What you should do instead: Take responsibility for your own emotions and expect your partner to be responsible for theirs. There’s a subtle yet important difference between being supportive of your partner and being obligated to your partner. Any sacrifices should be made as an autonomous choice and not seen as an expectation. As soon as both people in a relationship become culpable for each other’s moods and downswings, it gives them both incentives to hide their true feelings and manipulate one another.
5. Displays of “loving” jealousy
What it is: Getting pissed off when your partner talks, touches, calls, texts, hangs out, or sneezes in the general vicinity of another person and then you proceed to take that anger out on your partner and attempt to control their behavior. This often leads to insane behaviors such as hacking into your partner’s email account, looking through their text messages while they’re in the shower or even following them around town and showing up unannounced when they’re not expecting you.

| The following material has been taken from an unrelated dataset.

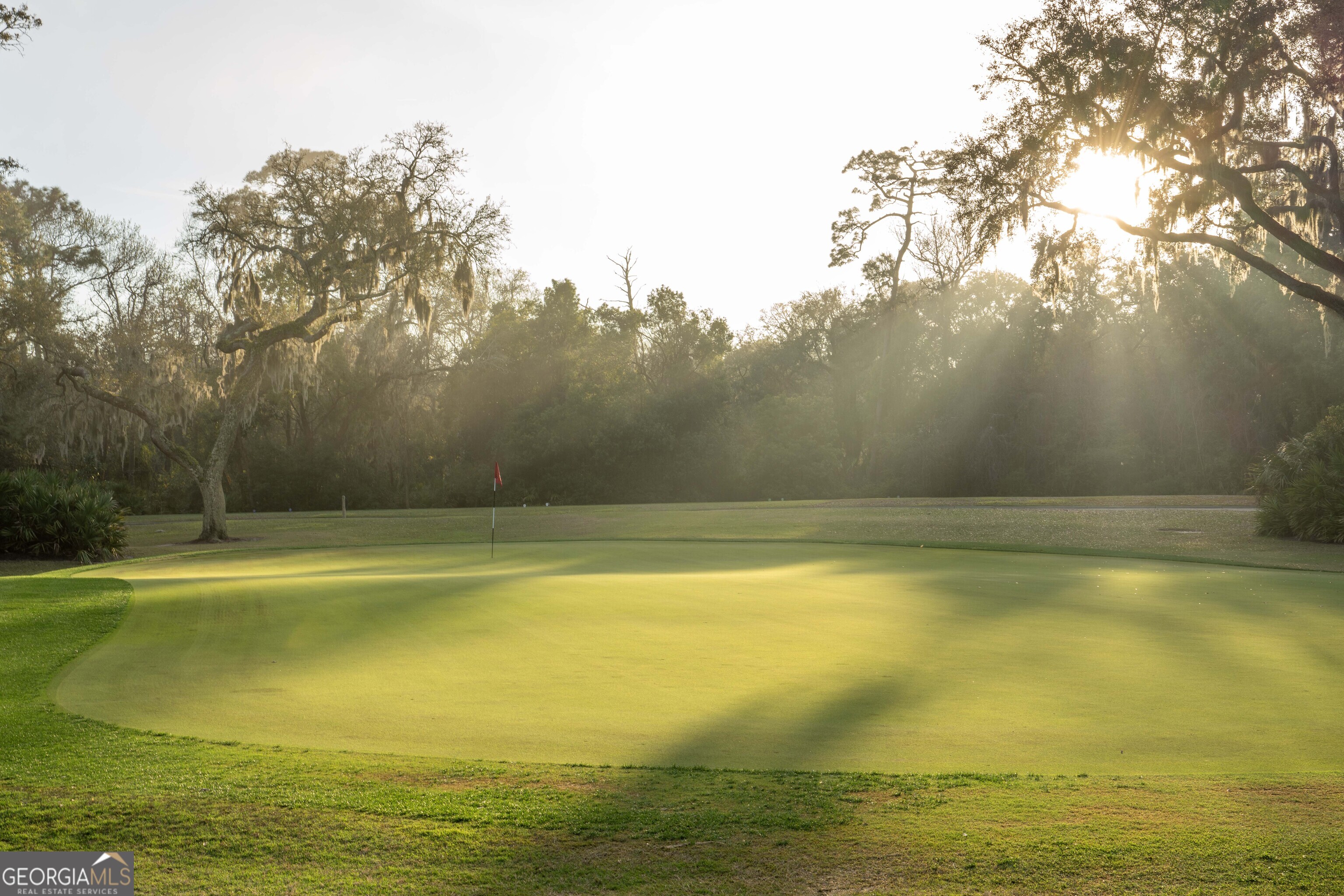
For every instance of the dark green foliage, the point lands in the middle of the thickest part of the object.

Why it’s toxic: It surprises me that some people describe this as some sort of display of affection. They figure that if their partner wasn’t jealous, then that would somehow mean that they weren’t loved by them.
It’s controlling and manipulative. It creates unnecessary drama and fighting. It transmits a message of a lack of trust in the other person. And to be honest, it’s demeaning.
What you should do instead: Trust your partner. It’s a radical idea, I know. Some jealousy is natural. But excessive jealousy and controlling behaviors towards your partner are signs of your own feelings of unworthiness and you should learn to deal with them and not force them onto those close to you. Because otherwise you are only going to eventually push that person away.
Yep. These examples are “force”, not just pressure. They are the same as physical violence in their effects, just their medical cost goes in to the mental side.